I cannot deny that I’m a fan of television. It’s partly generational: anyone born in the fifties, with access to even a tiny black & white set, grew up battling for every opportunity to turn loose our minds on the images poured forth in often gentle waves from those miniscule (by today’s standards) screens. “The Wonderful World of Disney” was a Sunday evening event, complete with Swanson’s TV Dinners and “Mutual of Omaha’s Wild Kingdom.” This was the era of the “Beverly Hillbillies” and “I Dream of Jeanie,” and “The Munsters” and “Adams Family,” but those shows held little interest for my older brother and me compared with such gems as “Three Stooges” reruns or “The Man From Uncle.” Still, what really captured our attention was “Chiller Theater,” that weekly showcase of all things horrific and monstrous.

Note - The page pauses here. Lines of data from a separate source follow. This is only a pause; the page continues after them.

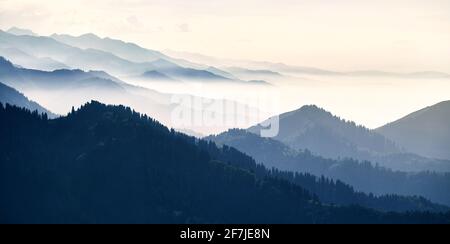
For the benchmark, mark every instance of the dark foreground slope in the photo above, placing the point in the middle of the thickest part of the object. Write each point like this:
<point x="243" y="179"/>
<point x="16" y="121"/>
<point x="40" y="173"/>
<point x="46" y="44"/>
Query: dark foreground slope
<point x="106" y="164"/>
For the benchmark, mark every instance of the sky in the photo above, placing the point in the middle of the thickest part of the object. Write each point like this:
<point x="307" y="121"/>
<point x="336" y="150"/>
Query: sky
<point x="341" y="35"/>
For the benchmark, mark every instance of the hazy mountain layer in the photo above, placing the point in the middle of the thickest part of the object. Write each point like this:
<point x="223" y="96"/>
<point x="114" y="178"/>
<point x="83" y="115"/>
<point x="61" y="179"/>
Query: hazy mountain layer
<point x="361" y="175"/>
<point x="104" y="164"/>
<point x="11" y="96"/>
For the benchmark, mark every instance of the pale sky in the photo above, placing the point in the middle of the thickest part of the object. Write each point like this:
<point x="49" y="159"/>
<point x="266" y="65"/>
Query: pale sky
<point x="391" y="35"/>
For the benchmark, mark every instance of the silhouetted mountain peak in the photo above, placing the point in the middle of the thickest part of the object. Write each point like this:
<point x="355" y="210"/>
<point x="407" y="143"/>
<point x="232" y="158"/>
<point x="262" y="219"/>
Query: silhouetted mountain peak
<point x="20" y="31"/>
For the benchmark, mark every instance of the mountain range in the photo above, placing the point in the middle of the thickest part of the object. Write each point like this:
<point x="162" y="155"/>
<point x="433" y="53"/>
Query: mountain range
<point x="108" y="164"/>
<point x="92" y="53"/>
<point x="317" y="130"/>
<point x="12" y="96"/>
<point x="363" y="176"/>
<point x="426" y="131"/>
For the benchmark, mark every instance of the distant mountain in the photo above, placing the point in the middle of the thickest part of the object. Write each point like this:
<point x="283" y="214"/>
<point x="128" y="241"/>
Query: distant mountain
<point x="360" y="175"/>
<point x="238" y="70"/>
<point x="59" y="79"/>
<point x="118" y="166"/>
<point x="173" y="70"/>
<point x="317" y="130"/>
<point x="249" y="64"/>
<point x="12" y="96"/>
<point x="244" y="67"/>
<point x="59" y="90"/>
<point x="426" y="131"/>
<point x="157" y="76"/>
<point x="98" y="59"/>
<point x="21" y="32"/>
<point x="124" y="50"/>
<point x="138" y="54"/>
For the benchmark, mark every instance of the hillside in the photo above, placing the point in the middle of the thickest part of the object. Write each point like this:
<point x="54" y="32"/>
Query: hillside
<point x="426" y="131"/>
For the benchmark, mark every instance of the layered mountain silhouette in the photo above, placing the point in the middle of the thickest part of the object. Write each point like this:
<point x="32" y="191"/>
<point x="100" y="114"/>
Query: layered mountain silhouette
<point x="317" y="130"/>
<point x="108" y="164"/>
<point x="360" y="175"/>
<point x="92" y="53"/>
<point x="426" y="131"/>
<point x="26" y="60"/>
<point x="11" y="96"/>
<point x="21" y="32"/>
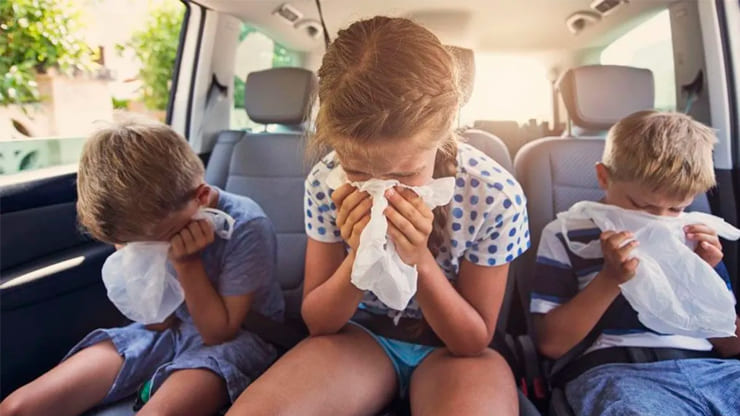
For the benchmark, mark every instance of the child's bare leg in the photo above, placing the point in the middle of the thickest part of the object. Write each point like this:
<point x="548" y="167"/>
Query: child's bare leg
<point x="75" y="385"/>
<point x="188" y="392"/>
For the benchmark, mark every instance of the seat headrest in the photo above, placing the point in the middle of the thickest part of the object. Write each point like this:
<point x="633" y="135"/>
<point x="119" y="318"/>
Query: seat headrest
<point x="279" y="95"/>
<point x="597" y="96"/>
<point x="465" y="62"/>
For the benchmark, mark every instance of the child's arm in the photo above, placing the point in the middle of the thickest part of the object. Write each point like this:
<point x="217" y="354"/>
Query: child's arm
<point x="565" y="326"/>
<point x="709" y="249"/>
<point x="217" y="318"/>
<point x="329" y="297"/>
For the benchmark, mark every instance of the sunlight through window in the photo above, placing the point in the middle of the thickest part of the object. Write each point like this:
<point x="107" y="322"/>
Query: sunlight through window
<point x="508" y="87"/>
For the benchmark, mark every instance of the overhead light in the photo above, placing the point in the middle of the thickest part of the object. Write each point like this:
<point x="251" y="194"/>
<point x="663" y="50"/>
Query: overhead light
<point x="311" y="27"/>
<point x="605" y="7"/>
<point x="288" y="13"/>
<point x="580" y="20"/>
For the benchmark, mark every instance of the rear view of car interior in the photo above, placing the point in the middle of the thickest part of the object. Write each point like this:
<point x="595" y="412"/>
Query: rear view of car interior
<point x="543" y="82"/>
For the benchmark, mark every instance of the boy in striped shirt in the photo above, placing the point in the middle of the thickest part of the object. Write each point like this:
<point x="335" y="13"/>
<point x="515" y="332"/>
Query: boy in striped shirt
<point x="657" y="163"/>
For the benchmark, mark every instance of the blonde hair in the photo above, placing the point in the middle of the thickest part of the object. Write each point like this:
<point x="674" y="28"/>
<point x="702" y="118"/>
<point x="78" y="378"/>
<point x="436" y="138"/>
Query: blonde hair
<point x="132" y="175"/>
<point x="668" y="152"/>
<point x="388" y="79"/>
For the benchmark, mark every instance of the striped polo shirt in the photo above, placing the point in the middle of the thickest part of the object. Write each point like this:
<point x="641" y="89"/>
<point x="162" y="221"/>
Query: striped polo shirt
<point x="559" y="275"/>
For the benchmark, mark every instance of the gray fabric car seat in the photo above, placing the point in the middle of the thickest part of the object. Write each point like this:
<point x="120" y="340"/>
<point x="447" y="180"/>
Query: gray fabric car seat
<point x="270" y="167"/>
<point x="597" y="96"/>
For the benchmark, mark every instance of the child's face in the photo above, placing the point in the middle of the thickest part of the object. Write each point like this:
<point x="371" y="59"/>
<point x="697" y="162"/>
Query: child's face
<point x="176" y="221"/>
<point x="636" y="196"/>
<point x="403" y="160"/>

Whether from space or the depths of an unknown ocean, we were ready, and, more often than not, rooting for the monster! Such was the case with “The Monster From Piedras Blancas,” or “It! The Terror From Beyond Space” (unquestionably an influence for “Alien”), to say nothing of the “Famous Monsters of Film Land” collection of movie inspired plastic model kits——we built them all, never sparing the glue or Testors paint! But one can’t help holding a special place for the great Sci-Fi nuclear fallout monsters from the fifties. Damn, we couldn’t get enough of the mutant ants in “Them!,” and at some point our parents must’ve looked at us as not far removed from the creatures we so revered. We didn’t care, the movies were fun, we responded to the suspense, and more often than not, they never really showed the gruesome, flesh-ripping sights and sounds so common today (and lets face it: blood in black and white just doesn’t cut it). Of course, as we grew older we read more about how many of these films served as metaphors for the tensions between America and the Soviets, as well as cautionary lessons on the dangers of technology run amuck (I seem to remember some of those themes going all the way back to Poe, Hawthorne, and Melville). Maybe so, but once in a while my brother and I wanted to see the evil monster win!

Now, some 45 years later, my wife and I found ourselves watching the PBS show “Nature,” last night. (I must admit that our bedroom, HUGE screen projection television is thoroughly enthralling.) Normally, we’d be viewing some mindless sitcom, or marginally more engaging drama (“Mad Men,” “Justified,” we do like TV), but Nature was calling, so to speak, and the program, one of the most fascinating shows I’ve watched in recent memory, took me back to all those nuclear-fueled fears of movies past. The show is entitled: “Radioactive Wolves” and looks at the current ecological fallout 26 years after the Chernobyl nuclear reactor disaster. Wolves have returned to the area, now kept devoid of humans—the radioactivity remains far to high…for us), along with an abundance of animal life that had thrived in this boggy zone before humans felt compelled to plop a poorly designed reactor in its center. I won’t summarize the research and conclusions in the program, but, instead, recommend its viewing (watch it for free on the PBS website). I was half-expecting, nay, HOPING, that some hideously huge, razor-fanged furry beast might escape from the radioactive zone and cause havoc throughout the Ukrainian countryside (would’ve been a nice metaphor for the end of Soviet Russia, no doubt), but that is not the case. The animals have proven far more resilient to the radioactivity than might be imagined, and even with the hulking remnants of once-filled skyscrapers—and, of course, one abandoned nuclear reactor—still marring the landscape, the area could now be considered wilderness. Fascinating stuff.

One final note while we’re still considering cautionary metaphors. Near the end of the program they discuss factors related to the stability of the animal populations, particularly how the wolf population is estimated to be the same as the area held before human population—despite the new and extraordinary abundance of prey. The reason? Human poaching.